Serotonergic control of GABAergic inhibition in the lateral amygdala.

Much evidence implicates the serotonergic regulation of the amygdala in anxiety. Thus the present study was undertaken to characterize the influence of serotonin (5-HT) on principal neurons (PNs) of the rat lateral amygdala (LA), using whole cell recordings in vitro. Because inhibition is a major determinant of PN activity, we focused on the control of GABAergic transmission by 5-HT. IPSCs were elicited by local electrical stimulation of LA in the presence of glutamate receptor antagonists. We found that 5-HT reduces GABAA inhibitory postsynaptic currents (IPSCs) via presynaptic 5-HT1B receptors.
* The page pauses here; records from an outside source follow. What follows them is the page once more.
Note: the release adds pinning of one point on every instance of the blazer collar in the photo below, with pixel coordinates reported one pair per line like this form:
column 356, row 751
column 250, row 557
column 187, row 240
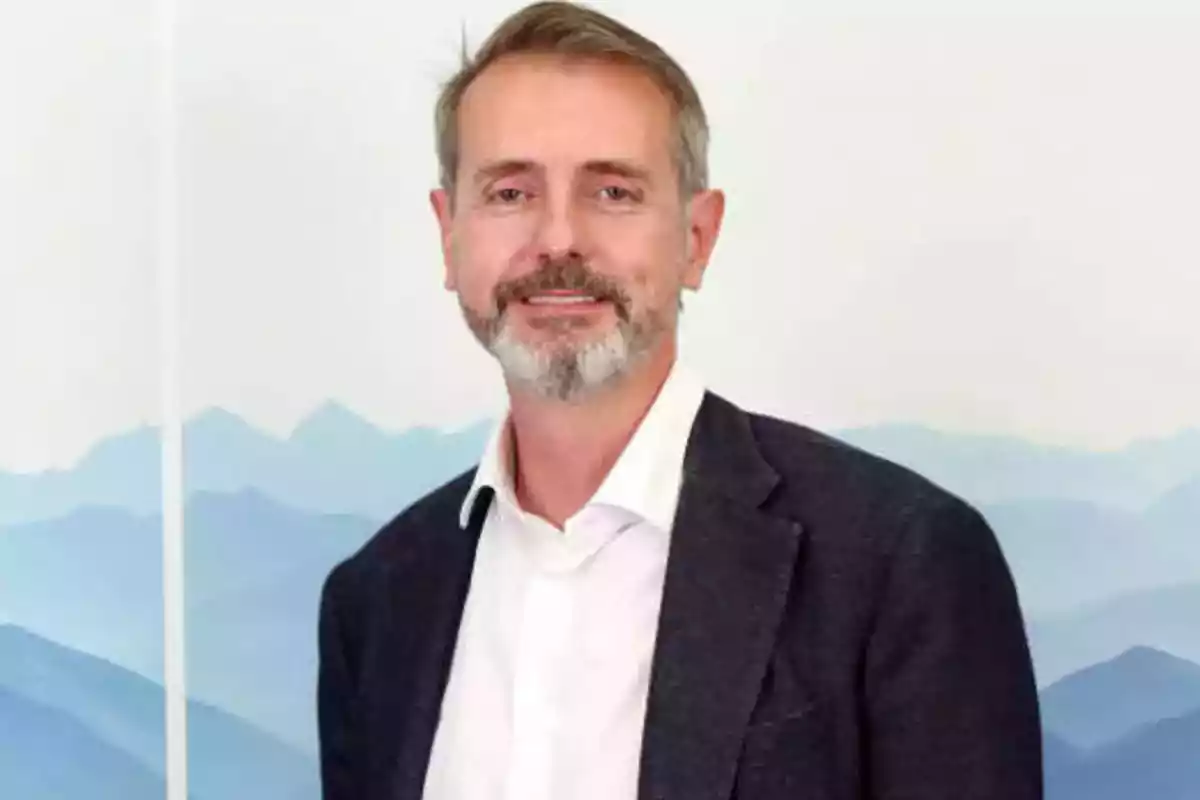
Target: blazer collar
column 729, row 576
column 727, row 579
While the presynaptic inhibition of GABA release also attenuated GABAB currents, this effect was less pronounced than for GABAA currents because 5-HT also induced a competing postsynaptic enhancement of GABAB currents. That is, GABAB currents elicited by pressure application of GABA or baclofen were enhanced by 5-HT. In addition, we obtained evidence suggesting that 5-HT differentially regulates distinct subsets of GABAergic synapses. Indeed, GABAA IPSCs were comprised of two components: a relatively 5-HT-insensitive IPSC that had a fast time course and a 5-HT-sensitive component that had a slower time course. Because the relative contribution of these two components varied depending on whether neurons were recorded at proximity versus at a distance from the stimulating electrodes, we speculate that distinct subtypes of local-circuit cells contribute the two contingents of GABAergic synapses. Overall, our results indicate that 5-HT is a potent regulator of synaptic inhibition in LA.NEW & NOTEWORTHY We report that 5-HT, acting via presynaptic 5-HT1B receptors, attenuates GABAA IPSCs by reducing GABA release in the lateral amygdala (LA). In parallel, 5-HT enhances GABAB currents postsynaptically, such that GABAB inhibitory postsynaptic currents (IPSCs) are relatively preserved from the presynaptic inhibition of GABA release. We also found that the time course of 5-HT-sensitive and -insensitive GABAA IPSCs differ. Together, these results indicate that 5-HT is a potent regulator of synaptic inhibition in LA.